La cocina vegetal de los cushitas
Los cushitas, como los egipcios del norte, obtuvieron todas las posibilidades de su territorio y de su río. Desde luego tenían pozos, y extraían el agua con el shaduf, que conocemos en España como cigoñal, una máquina sencilla que se maneja con mucha facilidad, y que está compuesta por una palanca con dos brazos de diferente extensión. Pero, sobre todo, los cushitas contaban con esas aguas del Nilo en cuyos ricos márgenes se podía cultivar, exactamente igual que al norte, como sucedía en el gran Egipto. Así que muchos cushitas eran granjeros y aprovechaban los fértiles lodos para cultivar sus semillas. De nuevo, el Nilo era el río de la vida.
Su principal cultivo era el sorgo, una gramínea muy bien adaptada a aquellas duras temperaturas; además tenían bonitas vajillas de cerámica en las que servir sus alimentos, comían dátiles y bebían su exótico embriagador licor, que sigue tomándose en la actualidad (y les aseguro que sigue achispando igual que hace tres mil años). Como también cultivaban trigo, y este era como ahora, la base de la alimentación, elaboraban esas ricas tortas que todavía se siguen comiendo en cualquier esquina de Egipto por un precio irrisorio. Son irregulares y flexibles, pero sirven para rellenarlas de cualquier cosa y además se mantienen bien durante bastantes días. La cocina cushita era principalmente vegetal, especiada con aromáticas intensas, en unas mezclas algo enloquecedoras y sublimes y muy sorprendentes para el occidental (menta y comino; sésamo y cilantro; garbanzos tostados y molidos e hinojo; alcaravea y dátiles secos). El pescado era otra de las bases de una alimentación que se basaba en las posibilidades del entorno. Se preparaba de formas sencillas, asándolo o cociéndolo, siempre bien pasado, como actualmente, y se acompañaba de verduras guisadas con infinito cuidado y paciencia, también posiblemente con granos de trigo salteado y tostado y bien especiado.
Copiando a los egipcios
Los cushitas habían absorbido la cultura egipcia y tenían un gran interés en ser aceptados por estos. Además, mantenían estrechas relaciones comerciales con ellos, ya que tenían algo que a los egipcios del norte les interesaba mucho: disponían de metales, pero en especial de oro. Así que los cushitas no lo dudaron, y copiaron las pirámides, adaptándolas a sus necesidades, repitieron los sistemas funerarios, la escritura jeroglífica y hasta la moda egipcia. Vestían con frescas túnicas de lino los hombres, mientras que las mujeres se cubrían con faldas largas, y se adornaban con innumerables pulseras, collares y pendientes, todo ello de factura alegre y colorida. También usaban para el vestido la lana de oveja, porque los cushitas eran pastores de cabras y ovejas. Así que los lácteos, el queso y la propia leche era otra de las bases de su alimentación. También la sangre de sus animales se consumía, y a veces, pocas, comían algo de carne de sus propios ganados, pero es bien sabido que los pastores no deben comerse a sus rebaños, o pronto desaparecen unos y otros. Sin embargo, sí consumían algunos alimentos que les regalaba el entorno, por ejemplo, los estupendos huevos de avestruz.

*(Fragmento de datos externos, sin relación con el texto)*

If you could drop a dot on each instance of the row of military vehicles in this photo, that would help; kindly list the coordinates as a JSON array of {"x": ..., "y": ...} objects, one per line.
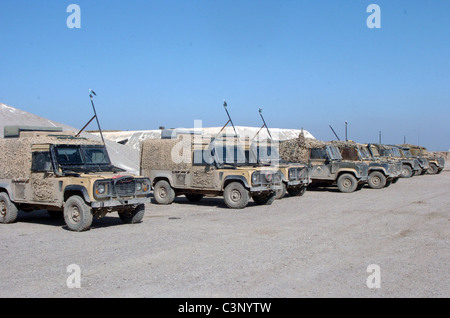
[{"x": 72, "y": 177}]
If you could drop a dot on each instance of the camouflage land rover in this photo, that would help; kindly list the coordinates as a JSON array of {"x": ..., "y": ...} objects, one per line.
[
  {"x": 424, "y": 164},
  {"x": 325, "y": 164},
  {"x": 435, "y": 164},
  {"x": 410, "y": 166},
  {"x": 295, "y": 176},
  {"x": 381, "y": 172},
  {"x": 45, "y": 168},
  {"x": 198, "y": 167}
]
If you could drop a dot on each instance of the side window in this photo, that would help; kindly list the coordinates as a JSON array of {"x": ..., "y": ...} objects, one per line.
[{"x": 41, "y": 162}]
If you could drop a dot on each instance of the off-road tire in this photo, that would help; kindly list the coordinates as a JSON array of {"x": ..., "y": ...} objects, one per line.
[
  {"x": 377, "y": 180},
  {"x": 8, "y": 210},
  {"x": 347, "y": 183},
  {"x": 280, "y": 193},
  {"x": 57, "y": 215},
  {"x": 407, "y": 171},
  {"x": 134, "y": 215},
  {"x": 77, "y": 214},
  {"x": 297, "y": 191},
  {"x": 163, "y": 193},
  {"x": 265, "y": 199},
  {"x": 236, "y": 196},
  {"x": 433, "y": 169},
  {"x": 193, "y": 197}
]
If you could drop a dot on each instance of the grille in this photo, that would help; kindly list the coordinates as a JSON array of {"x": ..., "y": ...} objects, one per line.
[{"x": 125, "y": 187}]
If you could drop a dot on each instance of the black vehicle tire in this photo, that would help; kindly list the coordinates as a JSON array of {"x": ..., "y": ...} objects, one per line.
[
  {"x": 57, "y": 215},
  {"x": 265, "y": 199},
  {"x": 433, "y": 169},
  {"x": 347, "y": 183},
  {"x": 297, "y": 191},
  {"x": 377, "y": 180},
  {"x": 192, "y": 197},
  {"x": 407, "y": 171},
  {"x": 280, "y": 193},
  {"x": 134, "y": 215},
  {"x": 236, "y": 196},
  {"x": 8, "y": 209},
  {"x": 163, "y": 193},
  {"x": 77, "y": 214}
]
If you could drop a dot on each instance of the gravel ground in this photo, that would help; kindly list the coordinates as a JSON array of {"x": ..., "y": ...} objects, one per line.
[{"x": 319, "y": 245}]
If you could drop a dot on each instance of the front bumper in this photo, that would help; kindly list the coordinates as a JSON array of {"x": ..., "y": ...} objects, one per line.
[
  {"x": 266, "y": 188},
  {"x": 119, "y": 203}
]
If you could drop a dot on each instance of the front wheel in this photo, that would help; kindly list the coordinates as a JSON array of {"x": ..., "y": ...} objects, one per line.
[
  {"x": 347, "y": 183},
  {"x": 77, "y": 214},
  {"x": 8, "y": 210},
  {"x": 407, "y": 172},
  {"x": 264, "y": 199},
  {"x": 280, "y": 193},
  {"x": 377, "y": 180},
  {"x": 163, "y": 192},
  {"x": 134, "y": 215},
  {"x": 297, "y": 191},
  {"x": 236, "y": 196},
  {"x": 433, "y": 169}
]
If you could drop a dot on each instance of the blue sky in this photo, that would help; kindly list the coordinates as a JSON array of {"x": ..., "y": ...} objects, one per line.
[{"x": 167, "y": 63}]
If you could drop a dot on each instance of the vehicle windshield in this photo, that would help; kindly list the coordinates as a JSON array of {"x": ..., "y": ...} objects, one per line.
[
  {"x": 334, "y": 153},
  {"x": 396, "y": 152},
  {"x": 374, "y": 151},
  {"x": 407, "y": 153},
  {"x": 83, "y": 157},
  {"x": 229, "y": 154},
  {"x": 265, "y": 154},
  {"x": 364, "y": 153}
]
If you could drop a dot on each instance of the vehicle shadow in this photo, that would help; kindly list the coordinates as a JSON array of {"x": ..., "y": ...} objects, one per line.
[
  {"x": 42, "y": 217},
  {"x": 212, "y": 202},
  {"x": 323, "y": 189}
]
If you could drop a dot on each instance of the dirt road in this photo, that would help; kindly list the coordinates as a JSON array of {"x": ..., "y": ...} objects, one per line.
[{"x": 319, "y": 245}]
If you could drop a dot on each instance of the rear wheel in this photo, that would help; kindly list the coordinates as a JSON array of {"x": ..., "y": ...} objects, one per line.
[
  {"x": 264, "y": 199},
  {"x": 194, "y": 197},
  {"x": 236, "y": 196},
  {"x": 407, "y": 171},
  {"x": 77, "y": 214},
  {"x": 163, "y": 192},
  {"x": 280, "y": 193},
  {"x": 433, "y": 169},
  {"x": 347, "y": 183},
  {"x": 134, "y": 215},
  {"x": 8, "y": 210},
  {"x": 377, "y": 180}
]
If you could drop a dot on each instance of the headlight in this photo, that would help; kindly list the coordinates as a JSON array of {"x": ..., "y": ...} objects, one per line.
[
  {"x": 142, "y": 186},
  {"x": 255, "y": 177},
  {"x": 101, "y": 188}
]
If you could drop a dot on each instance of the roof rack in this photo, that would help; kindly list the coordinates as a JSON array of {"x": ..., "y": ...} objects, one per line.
[{"x": 14, "y": 131}]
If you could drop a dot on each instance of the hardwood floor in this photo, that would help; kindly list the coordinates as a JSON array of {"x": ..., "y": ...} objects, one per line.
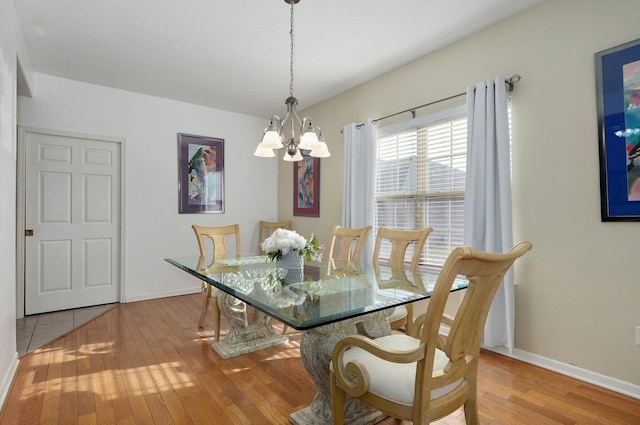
[{"x": 147, "y": 363}]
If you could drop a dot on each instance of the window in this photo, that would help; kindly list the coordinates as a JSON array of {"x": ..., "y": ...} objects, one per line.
[{"x": 420, "y": 181}]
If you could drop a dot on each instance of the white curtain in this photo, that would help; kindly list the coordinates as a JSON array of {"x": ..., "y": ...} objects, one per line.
[
  {"x": 487, "y": 224},
  {"x": 358, "y": 199}
]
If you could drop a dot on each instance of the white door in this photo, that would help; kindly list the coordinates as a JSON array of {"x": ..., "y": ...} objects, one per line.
[{"x": 72, "y": 210}]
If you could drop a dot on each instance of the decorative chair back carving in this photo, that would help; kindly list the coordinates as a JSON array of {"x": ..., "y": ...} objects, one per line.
[{"x": 346, "y": 243}]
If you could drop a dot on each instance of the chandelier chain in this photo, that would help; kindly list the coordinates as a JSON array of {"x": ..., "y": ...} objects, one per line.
[{"x": 291, "y": 54}]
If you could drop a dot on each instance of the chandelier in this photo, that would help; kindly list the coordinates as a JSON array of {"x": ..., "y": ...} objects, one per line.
[{"x": 281, "y": 133}]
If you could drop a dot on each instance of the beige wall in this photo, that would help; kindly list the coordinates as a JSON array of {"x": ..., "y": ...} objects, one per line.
[{"x": 578, "y": 291}]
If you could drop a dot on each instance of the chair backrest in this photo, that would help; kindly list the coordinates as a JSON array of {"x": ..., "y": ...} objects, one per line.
[
  {"x": 400, "y": 240},
  {"x": 267, "y": 228},
  {"x": 485, "y": 272},
  {"x": 218, "y": 237},
  {"x": 346, "y": 243}
]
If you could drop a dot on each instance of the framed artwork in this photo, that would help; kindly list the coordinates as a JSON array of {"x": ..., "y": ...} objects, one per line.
[
  {"x": 201, "y": 174},
  {"x": 618, "y": 102},
  {"x": 306, "y": 186}
]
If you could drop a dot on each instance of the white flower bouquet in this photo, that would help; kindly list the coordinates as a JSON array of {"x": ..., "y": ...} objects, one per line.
[{"x": 283, "y": 241}]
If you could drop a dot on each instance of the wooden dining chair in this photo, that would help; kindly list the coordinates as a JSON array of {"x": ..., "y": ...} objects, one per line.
[
  {"x": 346, "y": 243},
  {"x": 423, "y": 377},
  {"x": 267, "y": 228},
  {"x": 400, "y": 241},
  {"x": 218, "y": 237}
]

Tenían una rareza alimentaria, y es que, aunque sí conocían el cerdo, no lo comían porque creían que transmitía la lepra. En cualquier caso, el consumo de cerdo ha presentado un conflicto tan vivo entre porcinófilos y porcinófobos, que casi no extraña.

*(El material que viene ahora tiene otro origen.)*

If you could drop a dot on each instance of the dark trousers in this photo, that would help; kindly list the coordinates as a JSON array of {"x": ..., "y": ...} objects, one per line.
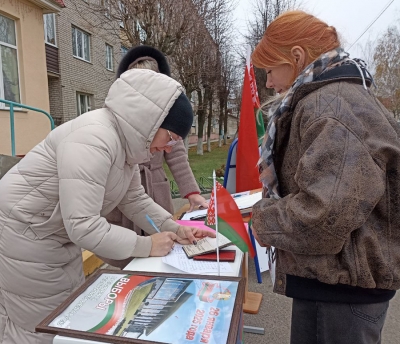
[{"x": 337, "y": 323}]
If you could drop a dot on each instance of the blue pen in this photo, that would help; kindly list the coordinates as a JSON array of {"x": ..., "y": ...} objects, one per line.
[{"x": 152, "y": 223}]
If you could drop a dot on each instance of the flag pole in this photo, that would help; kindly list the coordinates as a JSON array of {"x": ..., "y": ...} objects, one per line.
[{"x": 216, "y": 217}]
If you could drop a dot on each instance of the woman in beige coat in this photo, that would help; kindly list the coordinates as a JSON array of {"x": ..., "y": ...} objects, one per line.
[{"x": 53, "y": 202}]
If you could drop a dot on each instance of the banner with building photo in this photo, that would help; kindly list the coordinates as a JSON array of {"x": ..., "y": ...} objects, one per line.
[{"x": 151, "y": 308}]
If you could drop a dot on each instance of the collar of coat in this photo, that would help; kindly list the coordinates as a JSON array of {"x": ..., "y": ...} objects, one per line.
[
  {"x": 140, "y": 99},
  {"x": 345, "y": 72}
]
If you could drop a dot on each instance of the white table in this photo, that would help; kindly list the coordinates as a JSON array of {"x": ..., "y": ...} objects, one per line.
[{"x": 155, "y": 264}]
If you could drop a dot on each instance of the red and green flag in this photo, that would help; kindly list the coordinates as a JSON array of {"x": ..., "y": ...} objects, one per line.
[
  {"x": 247, "y": 155},
  {"x": 230, "y": 221}
]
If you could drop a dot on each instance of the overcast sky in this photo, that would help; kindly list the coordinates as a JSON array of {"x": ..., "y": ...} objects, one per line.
[{"x": 349, "y": 17}]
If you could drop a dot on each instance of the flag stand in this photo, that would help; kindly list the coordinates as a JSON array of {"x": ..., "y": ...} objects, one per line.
[{"x": 252, "y": 301}]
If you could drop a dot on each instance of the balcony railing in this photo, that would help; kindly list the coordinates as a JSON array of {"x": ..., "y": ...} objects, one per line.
[{"x": 12, "y": 119}]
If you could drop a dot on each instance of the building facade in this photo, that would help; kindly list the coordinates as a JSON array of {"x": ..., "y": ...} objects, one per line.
[
  {"x": 23, "y": 77},
  {"x": 82, "y": 57}
]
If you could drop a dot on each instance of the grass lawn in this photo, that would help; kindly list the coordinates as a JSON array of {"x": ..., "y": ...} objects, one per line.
[{"x": 203, "y": 165}]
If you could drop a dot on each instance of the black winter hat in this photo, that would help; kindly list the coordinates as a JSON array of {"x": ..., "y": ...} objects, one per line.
[
  {"x": 144, "y": 51},
  {"x": 180, "y": 117}
]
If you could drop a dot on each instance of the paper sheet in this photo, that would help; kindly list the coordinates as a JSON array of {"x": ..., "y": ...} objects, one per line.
[
  {"x": 243, "y": 200},
  {"x": 178, "y": 259}
]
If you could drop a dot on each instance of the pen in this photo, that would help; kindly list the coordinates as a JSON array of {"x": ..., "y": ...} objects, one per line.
[{"x": 152, "y": 223}]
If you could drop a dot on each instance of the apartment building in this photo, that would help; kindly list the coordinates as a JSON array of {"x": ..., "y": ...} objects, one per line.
[
  {"x": 23, "y": 72},
  {"x": 82, "y": 54}
]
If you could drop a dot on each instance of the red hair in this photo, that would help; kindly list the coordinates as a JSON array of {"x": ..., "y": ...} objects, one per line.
[{"x": 288, "y": 30}]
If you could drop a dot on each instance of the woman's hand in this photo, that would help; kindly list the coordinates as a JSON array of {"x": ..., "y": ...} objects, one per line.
[
  {"x": 190, "y": 235},
  {"x": 258, "y": 240},
  {"x": 162, "y": 243},
  {"x": 197, "y": 200}
]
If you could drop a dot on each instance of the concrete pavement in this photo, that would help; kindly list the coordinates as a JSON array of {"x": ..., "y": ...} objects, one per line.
[{"x": 275, "y": 311}]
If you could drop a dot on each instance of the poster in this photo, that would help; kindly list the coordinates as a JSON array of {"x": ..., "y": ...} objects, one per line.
[{"x": 166, "y": 309}]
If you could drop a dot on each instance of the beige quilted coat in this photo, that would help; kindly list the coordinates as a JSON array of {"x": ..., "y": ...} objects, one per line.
[{"x": 53, "y": 202}]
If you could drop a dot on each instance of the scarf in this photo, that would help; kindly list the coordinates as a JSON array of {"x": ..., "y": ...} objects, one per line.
[{"x": 325, "y": 62}]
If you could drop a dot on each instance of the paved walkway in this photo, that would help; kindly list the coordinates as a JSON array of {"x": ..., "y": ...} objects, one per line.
[{"x": 275, "y": 311}]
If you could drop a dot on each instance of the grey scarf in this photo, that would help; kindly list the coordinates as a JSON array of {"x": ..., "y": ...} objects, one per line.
[{"x": 325, "y": 62}]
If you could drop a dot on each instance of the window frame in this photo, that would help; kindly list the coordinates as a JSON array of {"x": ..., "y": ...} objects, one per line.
[
  {"x": 75, "y": 31},
  {"x": 88, "y": 103},
  {"x": 124, "y": 50},
  {"x": 15, "y": 47},
  {"x": 45, "y": 16},
  {"x": 109, "y": 57}
]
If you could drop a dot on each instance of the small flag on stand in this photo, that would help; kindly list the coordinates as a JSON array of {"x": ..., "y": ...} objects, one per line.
[
  {"x": 229, "y": 219},
  {"x": 247, "y": 156}
]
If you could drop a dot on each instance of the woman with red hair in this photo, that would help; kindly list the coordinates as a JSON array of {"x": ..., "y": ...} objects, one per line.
[{"x": 330, "y": 166}]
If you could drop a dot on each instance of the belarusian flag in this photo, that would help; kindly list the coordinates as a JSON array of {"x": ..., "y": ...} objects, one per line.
[
  {"x": 247, "y": 155},
  {"x": 230, "y": 221}
]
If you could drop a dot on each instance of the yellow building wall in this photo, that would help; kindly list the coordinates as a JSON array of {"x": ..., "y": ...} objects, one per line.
[{"x": 30, "y": 127}]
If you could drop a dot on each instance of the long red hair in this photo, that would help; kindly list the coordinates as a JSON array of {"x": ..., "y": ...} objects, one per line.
[{"x": 288, "y": 30}]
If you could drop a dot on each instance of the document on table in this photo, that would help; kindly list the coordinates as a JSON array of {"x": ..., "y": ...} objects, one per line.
[
  {"x": 244, "y": 200},
  {"x": 178, "y": 259}
]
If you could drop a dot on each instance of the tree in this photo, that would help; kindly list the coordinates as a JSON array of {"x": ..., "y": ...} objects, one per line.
[{"x": 387, "y": 70}]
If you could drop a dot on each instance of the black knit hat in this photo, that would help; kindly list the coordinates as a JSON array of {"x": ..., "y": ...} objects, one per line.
[
  {"x": 180, "y": 118},
  {"x": 141, "y": 51}
]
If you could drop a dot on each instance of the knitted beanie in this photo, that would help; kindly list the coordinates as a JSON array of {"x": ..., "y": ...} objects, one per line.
[{"x": 180, "y": 117}]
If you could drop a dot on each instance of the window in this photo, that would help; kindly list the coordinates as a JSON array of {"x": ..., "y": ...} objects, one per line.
[
  {"x": 80, "y": 44},
  {"x": 122, "y": 13},
  {"x": 109, "y": 57},
  {"x": 49, "y": 28},
  {"x": 82, "y": 103},
  {"x": 9, "y": 79},
  {"x": 124, "y": 50},
  {"x": 107, "y": 8}
]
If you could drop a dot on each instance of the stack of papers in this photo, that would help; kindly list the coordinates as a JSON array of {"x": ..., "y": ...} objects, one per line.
[
  {"x": 178, "y": 259},
  {"x": 244, "y": 201}
]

Un atardecer cualquiera entre aquellas arenas rojas, con una brisa ardiente que lo reseca todo, entre el silencio de las extrañas pirámides y el aroma de los platos sencillos y exóticos, hace que uno se pregunte qué cosas importan de verdad. Y mira al Nilo, y observa la agricultura extraordinaria, los pescados y los quesos. Y espera que le sirvan la cena.